Please use this identifier to cite or link to this item: https://hdl.handle.net/10316/109393
Title: Sitagliptin prevents aggravation of endocrine and exocrine pancreatic damage in the Zucker Diabetic Fatty rat - focus on amelioration of metabolic profile and tissue cytoprotective properties
Authors: Mega, Cristina 
Vala, Helena
Rodrigues-Santos, Paulo 
Oliveira, Jorge
Teixeira, Frederico 
Fernandes, Rosa 
Reis, F. 
Lemos, Edite Teixeira de 
Keywords: Type 2 diabetes; Endocrine and exocrine pancreas lesions; Sitagliptin; Cytoprotective properties; ZDF rat
Issue Date: 20-Mar-2014
Publisher: Springer Nature
Project: PEst-C/SAU/UI3282/2013 
PEst-OE/CED/UI4016/2014 
Center for Studies in Education, Technologies and Health (CI&DETS) 
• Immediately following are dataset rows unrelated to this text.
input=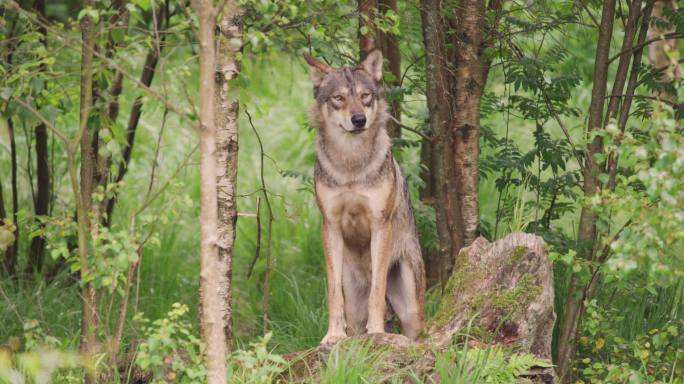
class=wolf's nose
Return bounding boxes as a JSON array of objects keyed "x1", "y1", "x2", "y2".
[{"x1": 352, "y1": 114, "x2": 366, "y2": 129}]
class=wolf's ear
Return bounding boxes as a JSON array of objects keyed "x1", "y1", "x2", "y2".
[
  {"x1": 359, "y1": 49, "x2": 382, "y2": 82},
  {"x1": 304, "y1": 53, "x2": 332, "y2": 88}
]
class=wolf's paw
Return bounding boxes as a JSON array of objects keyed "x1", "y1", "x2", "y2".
[{"x1": 321, "y1": 331, "x2": 347, "y2": 345}]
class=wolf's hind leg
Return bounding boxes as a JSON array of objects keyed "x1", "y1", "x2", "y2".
[
  {"x1": 342, "y1": 258, "x2": 370, "y2": 335},
  {"x1": 387, "y1": 259, "x2": 423, "y2": 339}
]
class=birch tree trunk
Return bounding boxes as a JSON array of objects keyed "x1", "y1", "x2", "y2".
[
  {"x1": 214, "y1": 1, "x2": 243, "y2": 352},
  {"x1": 451, "y1": 0, "x2": 487, "y2": 249},
  {"x1": 358, "y1": 0, "x2": 377, "y2": 60},
  {"x1": 192, "y1": 0, "x2": 229, "y2": 384}
]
PROTEC grant by the Polytechnic Institute of Viseu (IPV) 
Serial title, monograph or event: Diabetology and Metabolic Syndrome
Volume: 6
Issue: 1
Abstract: Background: The purpose of this study was to investigate some of the possible mechanisms underlying the protective effects of a dipeptidyl peptidase IV (DPP-IV) inhibitor, sitagliptin, on pancreatic tissue in an animal model of type 2 diabetes mellitus (T2DM), the Zucker Diabetic Fatty (ZDF) rat, focusing on glycaemic, insulinic and lipidic profiles, as well as, on apoptosis, inflammation, angiogenesis and proliferation mediators. Methods: Male obese diabetic ZDF (fa/fa) rats, aged 20 weeks, were treated with sitagliptin (10 mg/kg bw/day) during 6 weeks and compared to untreated diabetic and lean control littermates. Metabolic data was evaluated at the beginning and at the end of the treatment, including glycaemia, HbA1c, insulinaemia, HOMA-beta and TGs. Endocrine and exocrine pancreas lesions were assessed semiquantitatively by histopathological methods. Pancreas gene (mRNA) and protein expression of mediators of apoptotic machinery, inflammation and angiogenesis/ proliferation (Bax, Bcl2, IL-1β, VEGF, PCNA and TRIB3) were analyzed by RT-qPCR and/or by immunohistochemistry. Results: Sitagliptin treatment for 6 weeks (between 20 and 26 week-old) was able to significantly (p < 0.001) ameliorate all the metabolic parameters, by preventing the increase in blood glucose and in serum TGs contents (16.54% and 37.63%, respectively, vs untreated), as well as, by preventing the decrease in serum insulin levels and in the functional beta cells capacity accessed via HOMA-beta index (156.28% and 191.74%, respectively, vs untreated). Sitagliptin-treated diabetic rats presented a reduced pancreas Bax/Bcl2 ratio, suggestive of an antiapoptotic effect; in addition, sitagliptin was able to completely reduce (p < 0.001) the pancreas overexpression of IL-1β and TRIB3 found in the untreated diabetic animals; and promoted a significant (p < 0.001) overexpression of VEGF and PCNA. Conclusion: In this animal model of obese T2DM (the ZDF rat), sitagliptin prevented β-cell dysfunction and evolution of pancreatic damage. The protective effects afforded by this DPP-IV inhibitor may derive from improvement of the metabolic profile (viewed by the amelioration of glucose and TGs levels and of insulin resistance) and from cytoprotective properties, such as antiapoptotic, anti-inflammatory, pro-angiogenic and pro-proliferative.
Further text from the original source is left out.